A Noise-Resilient Hybrid Imputation-Ensemble (NR-HIE) Framework

Status Python Framework

"AI models shouldn't just predict; they must adapt to the messiness of real-world clinical data."


📌 Project Overview

In medical diagnostics, Missing Not At Random (MNAR) data is a critical challenge. Standard AI models often fail when deployed in real-world settings because they learn from "clean" data but face "messy" patient records.

This project introduces the NR-HIE Framework, a novel architecture designed to bridge the "Generalizability Gap." By combining a Triple-Stream Imputation strategy with Stacked Generalization, we achieved robust performance on completely unseen external populations.


🚀 Key Features

Feature Description
🧠 Hybrid Imputation A triple-stream approach combining MICE (Global correlations), KNN (Local clusters), and Robust Statistics (Outlier handling).
⚙️ Stacking Ensemble A Meta-Learner utilizes predictions from XGBoost, Random Forest, and Logistic Regression to minimize variance.
🌍 Generalizability Validated on an external Bangladeshi Cohort (DiaBD), achieving an accuracy surge instead of a drop.
🔍 Explainable AI Integrated SHAP (Shapley Additive exPlanations) to provide transparent, biologically valid reasoning for every prediction.

📊 Results: The "Generalizability Surge"

Most models degrade on external data. Ours improved.

Metric Baseline Model (Standard) NR-HIE (Internal Test) NR-HIE (External Validation)
Accuracy 75.32% 77.27% 81.62% 🚀
Brier Score 0.1302 0.1273 (High Safety) -
ROC-AUC 0.74 0.83 0.76

The drop in F1-score on external data is attributed to a prevalence shift, yet the high ROC-AUC confirms the model's robust ranking ability.

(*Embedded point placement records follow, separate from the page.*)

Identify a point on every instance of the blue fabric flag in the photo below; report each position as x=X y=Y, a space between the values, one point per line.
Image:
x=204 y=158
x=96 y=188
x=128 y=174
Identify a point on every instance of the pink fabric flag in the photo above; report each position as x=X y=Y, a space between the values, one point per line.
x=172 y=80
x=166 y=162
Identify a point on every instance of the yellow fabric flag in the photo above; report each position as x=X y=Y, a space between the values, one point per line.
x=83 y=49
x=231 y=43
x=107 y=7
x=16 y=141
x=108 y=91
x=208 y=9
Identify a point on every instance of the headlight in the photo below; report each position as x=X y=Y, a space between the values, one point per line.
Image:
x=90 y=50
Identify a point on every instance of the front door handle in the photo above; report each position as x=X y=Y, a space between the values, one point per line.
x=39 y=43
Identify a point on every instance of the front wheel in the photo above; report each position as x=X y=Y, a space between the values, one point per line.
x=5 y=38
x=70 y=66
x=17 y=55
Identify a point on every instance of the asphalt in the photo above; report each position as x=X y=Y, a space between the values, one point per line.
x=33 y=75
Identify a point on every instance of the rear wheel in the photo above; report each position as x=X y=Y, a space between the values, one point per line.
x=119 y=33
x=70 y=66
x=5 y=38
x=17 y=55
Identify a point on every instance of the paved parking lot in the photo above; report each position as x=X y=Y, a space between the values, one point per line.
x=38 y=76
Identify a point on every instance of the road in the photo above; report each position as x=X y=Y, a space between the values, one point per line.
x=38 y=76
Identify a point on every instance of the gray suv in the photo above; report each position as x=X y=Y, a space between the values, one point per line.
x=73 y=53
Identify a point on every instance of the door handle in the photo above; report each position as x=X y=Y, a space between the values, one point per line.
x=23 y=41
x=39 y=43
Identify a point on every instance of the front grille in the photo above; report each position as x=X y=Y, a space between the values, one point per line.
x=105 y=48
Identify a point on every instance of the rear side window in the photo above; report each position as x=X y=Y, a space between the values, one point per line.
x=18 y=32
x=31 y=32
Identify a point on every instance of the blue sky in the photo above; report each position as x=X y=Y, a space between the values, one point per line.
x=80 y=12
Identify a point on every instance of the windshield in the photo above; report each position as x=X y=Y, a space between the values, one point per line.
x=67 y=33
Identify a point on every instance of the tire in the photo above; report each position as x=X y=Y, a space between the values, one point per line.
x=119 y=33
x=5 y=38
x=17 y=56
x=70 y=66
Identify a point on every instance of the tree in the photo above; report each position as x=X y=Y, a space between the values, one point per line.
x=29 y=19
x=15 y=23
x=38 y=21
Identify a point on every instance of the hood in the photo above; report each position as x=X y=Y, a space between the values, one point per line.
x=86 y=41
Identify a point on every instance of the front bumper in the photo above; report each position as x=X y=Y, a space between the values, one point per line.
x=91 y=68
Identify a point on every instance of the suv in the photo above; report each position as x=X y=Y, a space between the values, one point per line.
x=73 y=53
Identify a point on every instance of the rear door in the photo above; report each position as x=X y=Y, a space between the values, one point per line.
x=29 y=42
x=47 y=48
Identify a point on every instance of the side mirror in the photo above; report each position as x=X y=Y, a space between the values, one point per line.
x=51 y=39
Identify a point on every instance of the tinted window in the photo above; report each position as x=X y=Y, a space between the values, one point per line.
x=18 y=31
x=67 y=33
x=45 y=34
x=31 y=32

🛠️ Methodology & Architecture

1. The Triple-Stream Pipeline

Instead of relying on a single imputation method, we generate three "views" of the data:

  1. MICE Stream: Captures multivariate relationships.
  2. KNN Stream: Preserves local data structure.
  3. Robust Stream: Preserves the signal of "missingness."

2. Stacked Generalization

The Level-1 Meta-Learner (Logistic Regression with L2 Regularization) dynamically weights these streams based on their predictive reliability.

Architecture Diagram


📉 Explainability (SHAP Analysis)

We verified that the model relies on medically relevant biomarkers rather than noise.

  • Top Predictors: Glucose, BMI, Age (Biologically Valid).
  • Noise Features: Skin Thickness (Low Impact).

SHAP Summary


📦 Installation & Usage

Prerequisites

  • Python 3.8+
  • Jupyter Notebook

Setup

  1. Clone the repository:
    git clone [https://github.com/hasnainalam596/NR-HIE-Generalizable-Diabetes-Prediction-Framework.git](https://github.com/hasnainalam596/NR-HIE-Generalizable-Diabetes-Prediction-Framework.git)
  2. Install dependencies:

pip install -r requirements.txt

  1. Run the Notebook:

jupyter notebook notebooks/01_Diabetes_Prediction_NR_HIE.ipynb

📂 Project Structure

├── data/                   # Datasets (Pima & DiaBD)
│   ├── diabetes.csv
│   └── diaBD_bangladesh.csv
│
├── notebooks/              # Jupyter Notebooks (Source Code)
│   ├── Project_Notebook.ipynb
│
├── reports/                # Documentation
│   ├── Project_Report.pdf
│   └── Project_Presentation.pptx
│   └── Project_Proposal.pdf
│
├── images/                 # Charts for README
│   ├── architecture_diagram.png
│   └── shap_summary.png
│
├── requirements.txt        # Libraries List
└── README.md               # Project Details

📜 Future Roadmap

**Demographic Expansion: Retrain on male datasets to mitigate gender bias.

Longitudinal Analysis: Integrate LSTMs for time-series risk forecasting.

Deployment: Develop a Streamlit/Flask web app for doctors.

🤝 Contact & Contribution

Hasnain Alam

Role: Data Scientist & Researcher

GitHub: (https://github.com/hasnainalam596)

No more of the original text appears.